AFRICA OF THE HEART: A Personal Journey

By

Pub Date: Aug. 18th, 1986
Publisher: Beech Tree/Morrow

Bittersweet travelogue as lovers meet and lose each other on the continent of light. Hone, a travel writer for the BBC, his head still full of African romances from his youth, arrives at Kinshasa in Zaire. He's all set to sari West-East cross-continent, pretty much on a lark (for ""colour material"" he pretends) but mostly to escape emotional snarls back home with his wife and parents. Unfortunately, short of dying, he finds it nearly impossible even to get out of Kinshasa. All the schedules for boat travel on the Congo are total fictions, as are most of the towns and stops printed on them. Indeed, all life and the amenities in Kinshasa are much like the schedule: a political fiction. In his hotel, he falls in love with Eleanor, a beautiful, alcoholic hippie half his age, who has already been thrown out of two other Kinshasa hotels. He finds her standing outside his room in a towel, naked and shivering: ""Will you make love with me? I can't pay my bill."" For the rest of the book, Hone takes Eleanor under his wing, ""cures"" her of her alcoholism, and accepts her as travel mate and lover. A friend offers him a minibus and he and Eleanor see some of the horror of a land opened up, raped and abandoned all within living memory, then wind up back in Kinshasa, living the quotidian lives of Europeans.

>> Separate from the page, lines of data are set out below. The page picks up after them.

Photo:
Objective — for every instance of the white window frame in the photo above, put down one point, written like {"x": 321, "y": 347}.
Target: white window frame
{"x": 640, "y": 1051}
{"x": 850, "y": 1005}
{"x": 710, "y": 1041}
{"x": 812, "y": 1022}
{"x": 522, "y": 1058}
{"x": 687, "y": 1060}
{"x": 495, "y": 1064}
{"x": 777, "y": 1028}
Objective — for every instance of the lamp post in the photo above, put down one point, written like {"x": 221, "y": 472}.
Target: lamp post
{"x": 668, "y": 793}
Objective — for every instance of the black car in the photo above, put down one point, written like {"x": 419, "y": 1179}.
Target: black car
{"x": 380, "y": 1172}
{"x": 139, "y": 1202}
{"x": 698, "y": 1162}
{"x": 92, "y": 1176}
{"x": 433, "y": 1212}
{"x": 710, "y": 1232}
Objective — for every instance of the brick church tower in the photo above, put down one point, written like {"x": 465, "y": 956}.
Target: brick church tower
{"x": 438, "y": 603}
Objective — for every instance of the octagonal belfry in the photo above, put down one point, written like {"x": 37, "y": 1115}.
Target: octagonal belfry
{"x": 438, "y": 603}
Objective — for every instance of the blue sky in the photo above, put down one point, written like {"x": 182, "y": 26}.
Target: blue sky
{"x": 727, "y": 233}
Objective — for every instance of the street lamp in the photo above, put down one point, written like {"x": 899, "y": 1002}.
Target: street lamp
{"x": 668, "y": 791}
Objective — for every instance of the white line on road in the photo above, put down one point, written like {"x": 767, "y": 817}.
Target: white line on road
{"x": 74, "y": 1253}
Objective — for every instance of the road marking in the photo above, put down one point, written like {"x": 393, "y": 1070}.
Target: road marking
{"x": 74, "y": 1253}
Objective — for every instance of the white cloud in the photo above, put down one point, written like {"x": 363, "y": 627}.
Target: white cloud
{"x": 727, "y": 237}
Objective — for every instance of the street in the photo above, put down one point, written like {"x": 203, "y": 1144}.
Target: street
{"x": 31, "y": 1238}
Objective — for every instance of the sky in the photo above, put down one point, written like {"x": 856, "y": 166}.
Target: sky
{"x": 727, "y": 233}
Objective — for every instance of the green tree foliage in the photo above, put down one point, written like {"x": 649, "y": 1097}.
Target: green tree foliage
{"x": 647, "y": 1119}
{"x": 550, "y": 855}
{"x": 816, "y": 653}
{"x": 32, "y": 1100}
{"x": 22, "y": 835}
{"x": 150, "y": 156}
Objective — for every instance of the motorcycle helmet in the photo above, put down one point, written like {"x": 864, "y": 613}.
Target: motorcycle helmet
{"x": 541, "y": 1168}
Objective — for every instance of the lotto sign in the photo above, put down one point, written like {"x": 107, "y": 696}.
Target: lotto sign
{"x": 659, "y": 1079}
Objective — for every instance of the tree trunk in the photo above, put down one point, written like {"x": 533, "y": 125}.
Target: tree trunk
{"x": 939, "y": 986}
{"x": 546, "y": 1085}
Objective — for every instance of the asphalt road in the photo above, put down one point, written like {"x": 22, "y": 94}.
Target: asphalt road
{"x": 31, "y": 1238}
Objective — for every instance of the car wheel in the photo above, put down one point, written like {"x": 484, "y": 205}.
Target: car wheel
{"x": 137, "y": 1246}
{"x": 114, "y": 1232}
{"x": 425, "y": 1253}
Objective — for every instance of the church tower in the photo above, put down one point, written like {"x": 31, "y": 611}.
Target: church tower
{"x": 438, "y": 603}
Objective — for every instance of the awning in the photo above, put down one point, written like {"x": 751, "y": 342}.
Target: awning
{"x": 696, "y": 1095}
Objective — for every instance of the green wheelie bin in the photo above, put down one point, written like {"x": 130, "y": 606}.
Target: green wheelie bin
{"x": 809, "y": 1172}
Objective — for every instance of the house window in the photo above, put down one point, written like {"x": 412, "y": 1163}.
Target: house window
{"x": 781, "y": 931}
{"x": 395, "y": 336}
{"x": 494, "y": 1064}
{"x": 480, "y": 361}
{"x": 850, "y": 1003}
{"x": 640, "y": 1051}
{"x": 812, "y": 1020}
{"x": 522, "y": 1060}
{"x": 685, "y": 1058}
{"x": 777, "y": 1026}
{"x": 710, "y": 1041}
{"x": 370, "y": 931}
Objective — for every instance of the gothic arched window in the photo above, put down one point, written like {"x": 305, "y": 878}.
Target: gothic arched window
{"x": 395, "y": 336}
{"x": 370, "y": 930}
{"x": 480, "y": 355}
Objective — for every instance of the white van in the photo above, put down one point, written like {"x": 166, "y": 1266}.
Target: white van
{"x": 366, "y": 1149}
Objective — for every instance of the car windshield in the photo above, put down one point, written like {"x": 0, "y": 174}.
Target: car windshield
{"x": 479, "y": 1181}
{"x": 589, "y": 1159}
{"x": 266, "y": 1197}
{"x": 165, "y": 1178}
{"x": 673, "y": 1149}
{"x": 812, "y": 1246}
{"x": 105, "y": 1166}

Later they finally cross Africa from the Atlantic to the Indian Ocean. Along the way they share an Africa he would never have known alone, but when he and Eleanor separate at last and he is back on his own, he finds travel writing listless and empty, apart from her. Unfocused egos bounce off each other while the real Africa passes by as a queer mix of hell and lost paradise. Readable but not memorable. For more scope and power, this should have been a novel.